Sharon Adler: Wie kamst du zu Makkabi, und was möchtest du mit deinem Engagement bewirken?
Ilana Gluz: Sport begleitet mich schon mein ganzes Leben. Ich war als Kind und Jugendliche bei der DLRG im Schwimmverein, habe Feldhockey gespielt, Jazz Dance und jüdische Traditionstänze gemacht. Bewegung war für mich immer mehr als nur Ausgleich – sie war Ausdruck von Lebensfreude, Neugier und Kraft. Heute bin ich am liebsten draußen in der Natur aktiv – beim Yoga oder Pilates, beim Joggen, Klettern oder auf dem Wasser: Wasserski, Surfen oder Schwimmen im See. Besonders viel Freude bereitet mir aktuell Krav Maga, die Selbstverteidigungstechnik aus Israel.
Diese Leidenschaft für Bewegung und Empowerment fließt auch in meine Arbeit bei MAKKABI ein. Seit März 2025 arbeite ich hauptamtlich als Jugendreferentin bei MAKKABI Deutschland. Diese Aufgabe erfüllt mich mit viel Freude – nicht nur, weil ich selbst in dieser Struktur groß geworden bin, sondern weil ich aus eigener Erfahrung weiß, wie prägend es ist, in einem sicheren, starken und empowernden jüdischen Umfeld aufzuwachsen. Ich möchte jungen Menschen Räume geben, in denen sie sich entfalten, verbinden und wachsen können – sportlich, politisch, kulturell und menschlich. Bei den Wintergames 2022 habe ich Keren Vogler kennengelernt, die mir eine neue und vor allen Dinge empowernde feminine Seite bei Makkabi gezeigt hat. Angesteckt von ihrer energievollen, positiven Art hat sie mich zu MAKKABI gebracht.

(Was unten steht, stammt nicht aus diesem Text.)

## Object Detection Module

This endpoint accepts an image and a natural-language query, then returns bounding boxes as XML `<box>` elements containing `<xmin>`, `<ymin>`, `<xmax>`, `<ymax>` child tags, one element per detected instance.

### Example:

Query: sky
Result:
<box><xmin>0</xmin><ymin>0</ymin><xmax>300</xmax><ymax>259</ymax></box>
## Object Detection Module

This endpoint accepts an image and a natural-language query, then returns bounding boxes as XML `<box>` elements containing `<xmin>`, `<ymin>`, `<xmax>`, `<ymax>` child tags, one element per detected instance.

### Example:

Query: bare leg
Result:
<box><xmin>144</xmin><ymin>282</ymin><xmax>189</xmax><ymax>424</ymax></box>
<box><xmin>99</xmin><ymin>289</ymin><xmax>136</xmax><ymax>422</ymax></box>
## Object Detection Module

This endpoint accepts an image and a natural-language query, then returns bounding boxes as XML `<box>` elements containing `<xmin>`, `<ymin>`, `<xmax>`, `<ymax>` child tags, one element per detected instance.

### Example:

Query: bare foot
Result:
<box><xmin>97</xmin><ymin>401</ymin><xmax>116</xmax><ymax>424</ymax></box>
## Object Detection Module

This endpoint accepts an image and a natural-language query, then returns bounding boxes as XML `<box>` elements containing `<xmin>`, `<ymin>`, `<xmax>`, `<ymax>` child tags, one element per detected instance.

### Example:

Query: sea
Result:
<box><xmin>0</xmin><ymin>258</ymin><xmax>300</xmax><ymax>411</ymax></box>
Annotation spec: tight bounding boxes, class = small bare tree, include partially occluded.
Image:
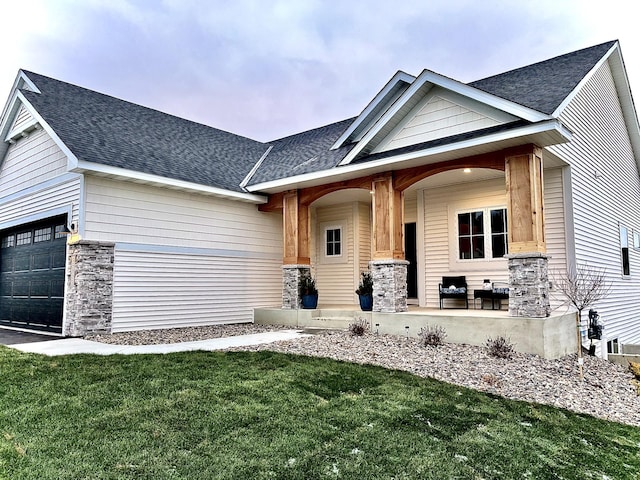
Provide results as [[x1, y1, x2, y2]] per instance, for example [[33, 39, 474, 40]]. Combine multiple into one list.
[[552, 265, 611, 380]]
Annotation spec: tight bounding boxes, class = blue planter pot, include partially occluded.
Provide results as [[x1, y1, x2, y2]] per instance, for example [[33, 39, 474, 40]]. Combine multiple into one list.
[[358, 295, 373, 312], [302, 295, 318, 309]]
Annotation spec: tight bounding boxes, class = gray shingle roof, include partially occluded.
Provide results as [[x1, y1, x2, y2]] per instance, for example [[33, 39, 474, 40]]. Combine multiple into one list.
[[244, 118, 354, 185], [469, 41, 616, 114], [18, 42, 615, 191], [23, 72, 268, 192]]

Außerdem bin ich seit Kurzem Mitglied im Women’s Committee der Maccabi World Union und engagiere mich dort für Sichtbarkeit und Teilhabe jüdischer Frauen im internationalen Sportkontext. Im Sommer 2025 plane und organisiere ich gemeinsam mit dem Team von Maccabi Germany Women unser erstes offizielles Empowerment-Event für Frauen. Mit Krav Maga, Yoga, Pilates, Kunst, Kultur, inspirierenden Speakerinnen und viel Raum für physisches wie psychisches Empowerment schaffen wir ein Format, das Körper, Geist und jüdische Identität in den Mittelpunkt stellt.

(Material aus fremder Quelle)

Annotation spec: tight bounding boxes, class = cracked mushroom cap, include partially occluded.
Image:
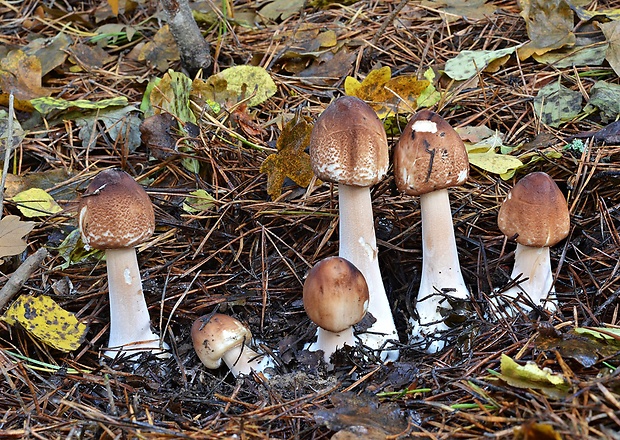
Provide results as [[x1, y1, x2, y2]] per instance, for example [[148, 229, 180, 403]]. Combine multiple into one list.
[[303, 257, 370, 333], [191, 313, 252, 370], [310, 96, 389, 186], [394, 110, 469, 196], [497, 172, 570, 247], [79, 169, 155, 249]]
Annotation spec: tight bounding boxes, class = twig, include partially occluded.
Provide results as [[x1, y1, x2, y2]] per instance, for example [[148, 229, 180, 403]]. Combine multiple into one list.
[[0, 92, 15, 219], [0, 248, 47, 309]]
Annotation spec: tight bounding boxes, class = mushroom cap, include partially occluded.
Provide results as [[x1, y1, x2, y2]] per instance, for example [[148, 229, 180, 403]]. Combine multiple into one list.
[[191, 313, 252, 369], [394, 110, 469, 196], [303, 257, 370, 333], [310, 96, 389, 186], [79, 169, 155, 249], [497, 172, 570, 247]]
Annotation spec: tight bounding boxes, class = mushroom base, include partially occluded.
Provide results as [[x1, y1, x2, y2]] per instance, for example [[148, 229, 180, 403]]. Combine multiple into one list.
[[104, 248, 169, 358]]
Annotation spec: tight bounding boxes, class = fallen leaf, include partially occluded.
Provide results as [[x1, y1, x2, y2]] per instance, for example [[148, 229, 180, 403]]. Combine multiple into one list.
[[12, 188, 62, 218], [0, 295, 88, 352], [260, 116, 314, 200], [517, 0, 576, 60], [344, 66, 436, 119], [182, 189, 215, 214], [258, 0, 305, 20], [0, 215, 35, 258], [445, 46, 519, 81], [534, 82, 582, 127], [495, 354, 570, 399]]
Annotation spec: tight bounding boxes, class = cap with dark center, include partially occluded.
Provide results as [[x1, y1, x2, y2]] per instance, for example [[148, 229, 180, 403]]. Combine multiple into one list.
[[79, 169, 155, 249], [303, 257, 369, 333], [394, 110, 469, 196], [191, 313, 252, 369], [497, 172, 570, 247], [310, 96, 389, 186]]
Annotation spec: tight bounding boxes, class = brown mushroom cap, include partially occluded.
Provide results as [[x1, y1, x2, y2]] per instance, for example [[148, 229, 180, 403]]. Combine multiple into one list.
[[303, 257, 370, 333], [310, 96, 389, 186], [394, 110, 469, 196], [191, 313, 252, 369], [79, 169, 155, 249], [497, 172, 570, 247]]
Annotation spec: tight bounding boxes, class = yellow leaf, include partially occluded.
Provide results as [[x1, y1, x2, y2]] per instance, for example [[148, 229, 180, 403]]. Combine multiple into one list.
[[13, 188, 62, 218], [0, 215, 34, 258], [1, 295, 87, 352]]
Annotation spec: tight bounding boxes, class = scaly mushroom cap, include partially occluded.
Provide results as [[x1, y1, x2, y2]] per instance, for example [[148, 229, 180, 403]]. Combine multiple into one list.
[[497, 172, 570, 247], [310, 96, 389, 186], [303, 257, 370, 333], [191, 313, 252, 369], [394, 110, 469, 196], [79, 169, 155, 249]]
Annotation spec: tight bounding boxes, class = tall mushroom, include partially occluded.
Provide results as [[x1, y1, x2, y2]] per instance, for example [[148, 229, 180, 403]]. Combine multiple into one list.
[[191, 313, 273, 377], [497, 172, 570, 311], [79, 169, 168, 357], [394, 110, 469, 352], [304, 257, 369, 365], [310, 96, 398, 360]]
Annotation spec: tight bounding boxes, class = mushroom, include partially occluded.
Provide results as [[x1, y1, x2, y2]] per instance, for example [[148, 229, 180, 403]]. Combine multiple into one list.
[[191, 313, 273, 377], [497, 172, 570, 311], [79, 169, 168, 357], [304, 257, 369, 365], [310, 96, 398, 360], [394, 110, 469, 353]]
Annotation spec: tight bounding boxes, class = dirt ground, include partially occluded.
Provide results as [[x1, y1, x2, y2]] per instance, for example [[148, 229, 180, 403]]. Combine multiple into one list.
[[0, 0, 620, 439]]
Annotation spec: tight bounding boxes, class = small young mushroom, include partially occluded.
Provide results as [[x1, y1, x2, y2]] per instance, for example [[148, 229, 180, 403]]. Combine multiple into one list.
[[497, 172, 570, 311], [191, 313, 273, 377], [310, 96, 398, 360], [303, 257, 369, 365], [394, 110, 469, 353], [78, 169, 168, 357]]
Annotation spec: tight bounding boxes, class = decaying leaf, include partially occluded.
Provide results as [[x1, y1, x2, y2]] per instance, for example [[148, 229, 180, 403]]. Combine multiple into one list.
[[518, 0, 576, 60], [182, 189, 215, 214], [12, 188, 62, 218], [0, 215, 34, 258], [260, 116, 314, 200], [344, 66, 439, 119], [534, 82, 582, 127], [1, 295, 88, 352], [445, 46, 519, 81], [495, 354, 570, 399]]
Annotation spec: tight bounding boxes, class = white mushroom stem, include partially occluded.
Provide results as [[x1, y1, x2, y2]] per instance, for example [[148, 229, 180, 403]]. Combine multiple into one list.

MAKKABI war immer ein Thema in meinem Leben, da ich ja in den Strukturen vom Zentralrat und von der ZWST groß geworden bin. Mit etwa 14 Jahren kam ich zu MAKKABI-Köln, wo ich hin und wieder die Trainings mitgemacht habe. Für meine Altersgruppe gab es Basketball und Tennis. Meine Freunde in Berlin und Frankfurt haben natürlich richtiges MAKKABI-Leben gelebt, und da durfte ich – wenn ich sie besucht habe – oft einfach mal reinschnuppern, was ich sehr angenehm und positiv fand. Dann habe ich häufiger die Events besucht und begann, ehrenamtlich mitzuarbeiten, zum Beispiel bei den Winter Games in Ruhpolding. Offiziell zum Hauptamt bei MAKKABI kam ich dann als Jugendreferentin, was mir sehr viel Spaß macht. Dass bei MAKKABI jüdische und nicht-jüdische Sportler:innen aktiv sind, ist für mich echte Vielfalt und echte Inklusion und einfach authentisch.
Sharon Adler: Mit welchem Ziel wurde das Maccabi Women's Forum ins Leben gerufen? Warum ist ein Frauen-Forum im Kontext Sport wichtig?

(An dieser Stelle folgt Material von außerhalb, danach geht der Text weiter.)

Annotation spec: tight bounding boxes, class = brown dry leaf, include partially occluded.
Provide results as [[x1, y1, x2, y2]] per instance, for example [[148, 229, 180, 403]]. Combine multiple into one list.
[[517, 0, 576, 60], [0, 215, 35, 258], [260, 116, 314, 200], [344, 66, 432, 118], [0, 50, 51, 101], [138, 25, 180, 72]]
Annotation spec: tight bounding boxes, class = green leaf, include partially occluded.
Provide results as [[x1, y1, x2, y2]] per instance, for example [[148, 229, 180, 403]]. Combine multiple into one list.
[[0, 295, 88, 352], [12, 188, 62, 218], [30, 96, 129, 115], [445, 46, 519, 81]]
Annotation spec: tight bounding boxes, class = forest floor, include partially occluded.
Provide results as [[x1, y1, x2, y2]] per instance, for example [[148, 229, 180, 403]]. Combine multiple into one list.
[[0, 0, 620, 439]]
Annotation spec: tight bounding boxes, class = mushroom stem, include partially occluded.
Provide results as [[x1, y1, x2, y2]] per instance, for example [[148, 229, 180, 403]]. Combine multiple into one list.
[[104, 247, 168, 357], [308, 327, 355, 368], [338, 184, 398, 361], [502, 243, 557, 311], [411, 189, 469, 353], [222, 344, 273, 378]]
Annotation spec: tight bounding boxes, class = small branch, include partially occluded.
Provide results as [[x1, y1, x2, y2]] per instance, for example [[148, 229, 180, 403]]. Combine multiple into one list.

Ilana Gluz: Das Externer Link: Maccabi Women's Forum und Maccabi Germany Women wurden gegründet, um jüdische Frauen zu stärken, vor allem in Führungspositionen. Es geht um Sicherheit, Selbstbewusstsein und einen Safe Space, und darum, dass auch wir Frauen repräsentiert werden. Das war der ursprüngliche Gedanke, und eine Women's Abteilung war aus vielerlei Hinsicht längst überfällig. Ich unterstütze auch die Initiative „100 Women in 100 Cities“, weil ich finde, dass Stimmen gerade von jüdischen Frauen in der Öffentlichkeit nicht fehlen dürfen. More than ever. Frauen sollten gehört und respektiert werden.
Notwendig ist es meiner Meinung nach, in jeder Sportart präsent zu sein, auch, sich zu vernetzen. Ich würde mir eine Balance zwischen weiblichen, männlichen und diversen Teilnehmer:innen wünschen. Dann harmoniert es am besten. Aber es ist auch absolut okay, wenn man sich mit einem Tutor gleichen Geschlechts sicherer fühlt. Bei Sportarten wie etwa Krav Maga kommt man sich körperlich sehr nah, wenn man korrigiert wird, und das könnte als übergriffig interpretiert werden. Somit brauchen wir Frauen-Instruktorinnen. Frauen, die leiten, die die Führung übernehmen. Frauen, die coachen.
Für unser Kick-Off-Event im Sommer 2025 planen wir Krav-Maga-Workshops sowohl für Teilnehmer:innen als auch für Tutorinnen. Beide Gruppen müssen bestärkt werden. Anbieten möchten wir auch psychische Komponenten durch starke Speakerinnen, die ihr Wissen teilen und weitergeben. Außerdem Achtsamkeitstrainings, Mental Health Coachings. Das ist superwichtig für alle. Das alles möchten wir als Workshop-Events auch in den Ortsverbänden weiterführen. Damit das funktioniert, muss man auch sehr viel Mundpropaganda machen, und wir hoffen auf viel Unterstützung.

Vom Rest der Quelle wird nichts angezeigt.